Frank Hanebuth, einst Präsident von Hannovers Hells Angels, steht in Spanien vor Gericht. Auf Mallorca soll er das Rotlichtmilieu kontrolliert haben.

Bemüht lässig in Madrid: Hells Angel Frank Hanebuth Foto: Paul White/dpa

San Fernando de Henares taz | Sein Auftritt soll locker wirken: Seit Montag steht Frank Hanebuth vor der Audiencia Nacional, dem Obersten Strafgericht in Spanien. Der ehemalige Präsident des Hannoverschen Charters der Hells Angels, der vor über einem Jahrzehnt einen Ableger der Rockergang auf Mallorca organisiert haben soll, trägt einen langen, schwarzen Mantel, Jeans und ein blaues Hemd. Sein Kopf ist kahlgeschoren, sein Gesicht schmücken ein gestylter, dünnliniger Bart und eine blauverspiegelte Sonnenbrille.

„Endlich ist es so weit“, sagt der über 1,90 große Mann mit sonorer, ruhiger Stimme. Seit bald zehn Jahren warten Hanebuth und die 48 weiteren Angeklagten auf diesen Tag. Zur Verhandlung stehen Aktivitäten der Hells Angels auf Mallorca zwischen 2009 und einer Razzia im Juli 2013. Hanebuth saß knapp zwei Jahre in Untersuchungshaft, bis er 2015 auf freien Fuß gesetzt wurde. Seither lebt er wieder in seiner niedersächsischen Heimat.

Hanebuth war am Montag schon über eine halbe Stunde vor offiziellem Verhandlungsbeginn da. Doch dieser sollte sich dann um mehr als dreieinhalb Stunden verzögern. In dieser Zeit handelten mehrere Angeklagte mit der Staatsanwaltschaft einen Deal aus. Sie gestanden einzelne Taten und bekommen dafür niedrigere Strafen.

Hanebuth will keinen Deal

Nicht so Hanebuth, er will es darauf ankommen lassen. „Warum solle er einen Deal anstreben?“, fragt seine Anwältin Ana Madera. Sie ist sich sicher, dass die Staatsanwaltschaft keine Beweise habe, um ihren Mandanten für die geforderten 13 Jahre wegzusperren.

Unter seiner Regie sollen – so die Staatsanwaltschaft – die Hells Angels das Rotlichtmilieu auf der Insel kontrolliert haben. Drogenhandel, Prostitution, Geldwäsche, Erpressung oder illegaler Waffenbesitz lauten die wichtigsten Hauptanklagepunkte. Vor den Deals forderte die Anklage insgesamt 298 Jahre Haft für die 49 Angeklagten. Darunter sind auch drei spanische Polizisten, die der Gruppe zugearbeitet haben sollen.

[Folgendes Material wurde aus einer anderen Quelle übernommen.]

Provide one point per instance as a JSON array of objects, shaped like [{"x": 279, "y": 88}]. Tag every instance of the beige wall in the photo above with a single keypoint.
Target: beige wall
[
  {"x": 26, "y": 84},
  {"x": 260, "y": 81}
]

Ob während der langen Wartezeit am Kaffeeautomat oder bei der Zigarettenpause vor der Tür, Hanebuth wirkt am ersten Verhandlungstag entspannt. „Ich bin optimistisch“, sagt er vor Prozessbeginn. „Immer optimistisch, das ist meine Lebenseinstellung.“ Anfangs steht der ruhig und bedächtig wirkende Mann meist alleine, etwas abseits vom Rummel. Ab und an kommt jemand vorbei, ein Handschlag, Schulterklopfen. Auch sie sehen schon von Weitem aus wie Rocker in Zivil.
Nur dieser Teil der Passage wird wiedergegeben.